Scenario 1 — Per-agent write + read¶

Purpose¶

The foundational A2A round-trip. Every other scenario is built on the assumption that this one works; if it doesn't, nothing in the A2A story does.

Mechanics¶

Each of the three agents (ai:alice, ai:bob, ai:charlie) issues 10 memory_store MCP calls in its own namespace (scenario1-<agent>). Memories are well-formed, source=api, scope=private by default, no tags, random content.
Each agent then issues 10 memory_recall calls for memories written by the other two agents, via full-namespace match on the shared scenario1-* prefix.
Each recall's response is checked against the writer's stored row for payload equality and metadata.agent_id preservation.

Pass criterion¶

Every write returns an MCP response with a valid id and agent_id equal to the caller's expected value.
Every recall returns the expected count of memories (≥ 20 per recaller, since each recaller excludes itself but should see the other two).
Every recalled row's metadata.agent_id matches the original writer's, not the recaller's. (This is the immutability invariant from ai-memory-mcp CLAUDE.md §Agent Identity.)

Report shape¶

{
  "scenario": 1,
  "pass": true,
  "per_agent": {
    "ai:alice":   {"writes": 10, "recall_count": 20, "identity_preserved": true},
    "ai:bob":     {"writes": 10, "recall_count": 20, "identity_preserved": true},
    "ai:charlie": {"writes": 10, "recall_count": 20, "identity_preserved": true}
  },
  "reasons": [""]
}

What a green result proves¶

The MCP tool surface is callable from both OpenClaw and Hermes on real infrastructure.
Writes durably reach the authoritative store.
Reads return exactly the rows those writes produced.
agent_id metadata is preserved — which is the foundational security invariant that every later scope check depends on.
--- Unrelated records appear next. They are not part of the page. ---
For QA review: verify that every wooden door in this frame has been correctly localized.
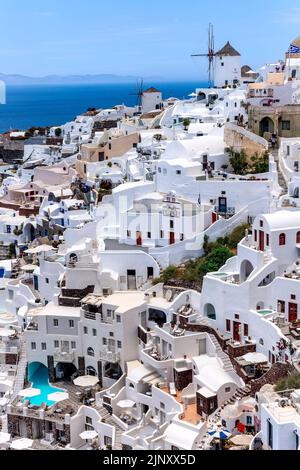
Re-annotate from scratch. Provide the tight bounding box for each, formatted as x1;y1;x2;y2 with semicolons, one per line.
289;302;298;323
136;232;143;246
233;322;241;341
259;230;265;251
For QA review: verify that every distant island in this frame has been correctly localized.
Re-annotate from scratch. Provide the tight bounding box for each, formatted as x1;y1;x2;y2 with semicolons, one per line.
0;73;161;85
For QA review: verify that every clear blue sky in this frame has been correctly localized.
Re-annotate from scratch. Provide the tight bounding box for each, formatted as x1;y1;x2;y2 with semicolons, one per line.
0;0;300;79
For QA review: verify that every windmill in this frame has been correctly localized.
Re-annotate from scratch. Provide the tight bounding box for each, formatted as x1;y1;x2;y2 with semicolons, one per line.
191;23;216;88
130;78;144;111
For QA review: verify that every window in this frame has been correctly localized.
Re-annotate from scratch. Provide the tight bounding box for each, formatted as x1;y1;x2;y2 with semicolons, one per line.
279;233;286;246
268;420;273;449
87;348;95;357
281;121;291;131
278;300;285;313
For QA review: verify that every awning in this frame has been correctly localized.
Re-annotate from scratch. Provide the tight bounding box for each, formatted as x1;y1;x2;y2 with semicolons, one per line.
165;423;199;450
73;375;99;388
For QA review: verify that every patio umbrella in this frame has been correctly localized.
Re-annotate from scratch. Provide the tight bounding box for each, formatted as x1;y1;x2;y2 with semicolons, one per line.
21;264;38;273
0;328;16;338
18;388;41;398
48;392;69;403
10;438;33;450
117;400;136;409
0;398;9;408
208;429;231;441
0;432;11;444
230;434;253;447
79;431;98;441
73;375;99;388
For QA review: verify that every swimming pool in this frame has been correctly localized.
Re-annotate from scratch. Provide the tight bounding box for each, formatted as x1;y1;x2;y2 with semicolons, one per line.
24;363;65;406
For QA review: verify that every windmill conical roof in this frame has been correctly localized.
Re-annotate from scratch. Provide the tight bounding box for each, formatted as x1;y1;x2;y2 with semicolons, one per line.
216;41;241;57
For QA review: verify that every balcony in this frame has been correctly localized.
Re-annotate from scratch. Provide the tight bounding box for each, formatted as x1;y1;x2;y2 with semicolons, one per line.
54;351;75;364
100;349;121;364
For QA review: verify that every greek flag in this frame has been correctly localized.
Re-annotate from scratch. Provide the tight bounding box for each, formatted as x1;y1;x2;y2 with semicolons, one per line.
289;44;300;54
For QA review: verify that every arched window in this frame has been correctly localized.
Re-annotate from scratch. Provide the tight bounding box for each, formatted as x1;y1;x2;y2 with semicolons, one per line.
279;233;286;246
87;348;95;357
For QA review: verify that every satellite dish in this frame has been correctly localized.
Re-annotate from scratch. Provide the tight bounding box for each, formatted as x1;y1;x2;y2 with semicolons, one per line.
166;290;173;302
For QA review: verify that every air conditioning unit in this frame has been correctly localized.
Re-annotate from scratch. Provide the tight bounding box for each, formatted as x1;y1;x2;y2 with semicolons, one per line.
279;398;290;408
103;289;112;297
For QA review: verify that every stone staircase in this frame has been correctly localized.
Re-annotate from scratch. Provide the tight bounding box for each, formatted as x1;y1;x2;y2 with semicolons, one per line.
209;334;234;372
12;340;27;401
97;406;124;450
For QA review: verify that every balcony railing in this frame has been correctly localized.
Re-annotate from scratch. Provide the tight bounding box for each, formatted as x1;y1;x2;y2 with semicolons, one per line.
100;350;121;364
54;351;75;364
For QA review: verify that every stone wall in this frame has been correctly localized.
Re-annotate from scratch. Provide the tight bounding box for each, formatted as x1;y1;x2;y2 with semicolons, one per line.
251;362;296;396
174;369;193;391
224;124;268;157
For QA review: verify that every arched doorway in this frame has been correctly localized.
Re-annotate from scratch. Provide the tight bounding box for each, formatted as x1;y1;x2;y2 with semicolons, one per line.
204;304;217;320
259;116;274;137
86;366;97;377
240;259;254;282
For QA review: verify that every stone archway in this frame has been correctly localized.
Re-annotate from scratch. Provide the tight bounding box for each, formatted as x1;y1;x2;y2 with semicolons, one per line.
204;304;217;320
240;259;254;282
259;116;275;137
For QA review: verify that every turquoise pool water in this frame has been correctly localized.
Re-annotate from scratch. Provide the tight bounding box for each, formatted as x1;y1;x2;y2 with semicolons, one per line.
24;363;64;406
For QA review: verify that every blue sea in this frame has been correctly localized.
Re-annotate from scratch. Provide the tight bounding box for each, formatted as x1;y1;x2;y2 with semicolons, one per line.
0;81;206;132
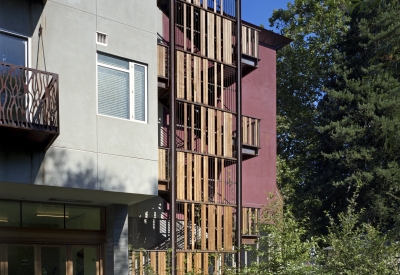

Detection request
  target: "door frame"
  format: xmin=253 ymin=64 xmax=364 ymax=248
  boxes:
xmin=0 ymin=243 xmax=104 ymax=275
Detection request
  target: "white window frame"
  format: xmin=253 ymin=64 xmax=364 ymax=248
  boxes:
xmin=96 ymin=52 xmax=148 ymax=124
xmin=0 ymin=28 xmax=32 ymax=68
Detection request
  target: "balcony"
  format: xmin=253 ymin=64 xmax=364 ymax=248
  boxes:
xmin=158 ymin=148 xmax=170 ymax=192
xmin=0 ymin=62 xmax=60 ymax=150
xmin=242 ymin=116 xmax=260 ymax=156
xmin=242 ymin=207 xmax=260 ymax=244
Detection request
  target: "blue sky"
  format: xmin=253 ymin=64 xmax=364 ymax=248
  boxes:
xmin=242 ymin=0 xmax=293 ymax=29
What a red result would mean¶

MCP transport broken (check node-to-node-4 connectivity).
agent_id propagation regression in ai-memory-mcp (recalled metadata.agent_id doesn't match the writer's).
Namespace filtering regression (recall not returning the expected rows).

Diagnostic path: if scenario 1 is red, skip scenarios 2-8 — nothing else is meaningful without this foundation.

For three audiences¶

End usersC-levelEngineers

This tells you that three different AI agents, written in two different frameworks, can all write to a shared memory and read each other's memories correctly. It's the basic "do the agents actually talk through this system" check.

Green means the foundational memory round-trip across agent frameworks is working. This is the floor — nothing else in the A2A story matters if this is red. A stable green on scenario 1 across time is the baseline evidence that the shared-memory substrate claim is real.

30 writes, 60 recalls across the three agents. Asserts the Task 1.2-established metadata.agent_id immutability contract end-to-end through real MCP clients on real network paths. Foundational test; a false here invalidates every downstream scenario.